Moving past the big omission, I found this slate pretty weak, given the alternatives. I thought Dennis Haysbert's more restrained work in Far From Heaven was nearly as good as Quaid's, and wondered why he never got much traction at all. And though I wouldn't have supported some of the more recent campaigns for Andy Serkis's mo-cap work, his Gollum was hugely memorable, and there's really no way one can deny his contribution to creating this character even though the actor doesn't actually appear on screen. Of the candidates that actually stood a chance, I found Alfred Molina to be the life of the party in Frida, and would have found his inclusion far more deserving than a number of the actual nominees.

I think Ed Harris is the weakest of the lot, and this is his least impressive nomination. On the whole, I find The Hours to be pretty histrionic stuff, and Harris's AIDS-afflicted gay man made for some of the most affected, over-the-top moments in the film. The part's pretty small, too.

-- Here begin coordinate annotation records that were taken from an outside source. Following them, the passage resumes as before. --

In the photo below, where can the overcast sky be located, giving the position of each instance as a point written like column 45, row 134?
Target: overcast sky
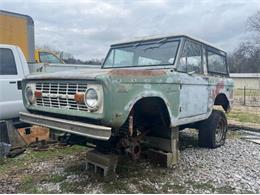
column 87, row 28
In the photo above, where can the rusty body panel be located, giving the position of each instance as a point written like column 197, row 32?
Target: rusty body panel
column 188, row 97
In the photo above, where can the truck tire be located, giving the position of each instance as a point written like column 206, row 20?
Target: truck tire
column 212, row 131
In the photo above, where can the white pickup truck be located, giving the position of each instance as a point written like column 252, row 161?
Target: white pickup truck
column 13, row 68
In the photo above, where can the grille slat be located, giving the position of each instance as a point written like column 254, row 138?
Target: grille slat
column 60, row 95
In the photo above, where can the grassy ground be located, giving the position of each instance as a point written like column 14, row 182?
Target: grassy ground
column 63, row 171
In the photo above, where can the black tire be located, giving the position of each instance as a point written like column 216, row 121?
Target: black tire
column 212, row 131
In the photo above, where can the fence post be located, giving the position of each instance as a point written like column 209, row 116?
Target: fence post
column 244, row 95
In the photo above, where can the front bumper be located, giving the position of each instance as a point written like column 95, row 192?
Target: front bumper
column 74, row 127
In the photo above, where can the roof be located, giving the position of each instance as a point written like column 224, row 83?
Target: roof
column 155, row 37
column 245, row 75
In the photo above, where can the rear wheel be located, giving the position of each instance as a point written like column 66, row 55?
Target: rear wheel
column 212, row 131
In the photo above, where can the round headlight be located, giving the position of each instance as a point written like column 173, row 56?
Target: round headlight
column 91, row 98
column 29, row 94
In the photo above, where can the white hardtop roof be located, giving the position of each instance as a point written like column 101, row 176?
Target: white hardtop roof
column 244, row 75
column 154, row 37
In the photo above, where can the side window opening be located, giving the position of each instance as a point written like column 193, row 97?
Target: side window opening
column 7, row 62
column 191, row 57
column 216, row 62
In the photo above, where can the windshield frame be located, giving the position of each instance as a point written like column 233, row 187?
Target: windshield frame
column 143, row 42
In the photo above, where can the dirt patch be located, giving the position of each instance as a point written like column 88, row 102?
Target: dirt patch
column 233, row 168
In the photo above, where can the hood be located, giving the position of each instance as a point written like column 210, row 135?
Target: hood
column 90, row 74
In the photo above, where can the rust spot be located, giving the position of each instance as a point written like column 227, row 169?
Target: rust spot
column 79, row 97
column 137, row 72
column 219, row 86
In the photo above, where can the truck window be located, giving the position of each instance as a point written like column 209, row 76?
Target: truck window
column 46, row 57
column 216, row 63
column 191, row 58
column 7, row 62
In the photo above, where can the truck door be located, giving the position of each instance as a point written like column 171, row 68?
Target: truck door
column 193, row 85
column 11, row 74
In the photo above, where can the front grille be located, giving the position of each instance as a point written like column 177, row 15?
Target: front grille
column 60, row 95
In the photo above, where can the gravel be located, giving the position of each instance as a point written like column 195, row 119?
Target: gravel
column 232, row 168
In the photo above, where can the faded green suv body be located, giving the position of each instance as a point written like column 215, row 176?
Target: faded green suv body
column 195, row 80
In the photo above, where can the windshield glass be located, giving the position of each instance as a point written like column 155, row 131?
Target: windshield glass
column 143, row 54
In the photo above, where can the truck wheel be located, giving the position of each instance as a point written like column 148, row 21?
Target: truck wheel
column 212, row 131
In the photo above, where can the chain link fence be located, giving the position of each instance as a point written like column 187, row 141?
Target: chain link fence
column 247, row 97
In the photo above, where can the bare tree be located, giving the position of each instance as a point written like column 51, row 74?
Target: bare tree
column 254, row 22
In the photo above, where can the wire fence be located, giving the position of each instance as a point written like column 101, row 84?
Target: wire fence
column 247, row 97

I adore Paul Newman as much as anybody, but I'm afraid I don't see much point to this nomination. Although the actor brings his typical professionalism to the role -- and is far more believable as a gangster than Tom Hanks -- the part isn't much of an acting stretch. And after picking him numerous times in Best Actor, I see no reason why I'd need to grant him a supporting trophy at this point in his career.

For me, John C. Reilly's nod is about on par with Queen Latifah's. I think both actors nail their big numbers -- and John C. Reilly is about as perfectly cast a sadsack for "Mr. Cellophane" as you could find -- but neither has all that much to do outside of those standout songs. It's hard to begrudge Reilly, a strong character actor, a mention like this, but he's clearly along for the ride, and doesn't merit win consideration.

The first time I saw Catch Me If You Can, I didn't much pay attention to Christopher Walken, and figured his nomination was due to the fact that for once, he was playing an actual human being instead of a total weirdo. But a more recent reviewing of the film made me realize I was wrong. To a part that doesn't have all that much screen time, Walken brings both a light-on-his-feet sense of humor and a touching amount of pathos. He's the most deeply human presence in the film, and merited the attention he received this year for doing what the best supporting actors do: take a part that's fairly tangential to the main narrative, and imbue it with numerous colors and a sense of backstory, making a singular impression while generously allowing his costars to shine. But I'm very glad Walken's late surge of buzz didn't result in a win, because...

...I think Chris Cooper completely owns this category. (Had Dennis Quaid been nominated, I still would've chosen Cooper, but it would've been a much closer fight.) It's worth noting how much of a change of pace this part was for Cooper -- so often he plays restrained, conservative, masculine types (as in Lone Star, American Beauty, Seabiscuit). But here he's allowed to completely let loose, and I just loved watching his uninhibited comic side take over. ("That's how much fuck fish!") John Laroche is an outrageous, original, scene-stealing creation by one of our best character actors, and he deserved the Oscar all the way.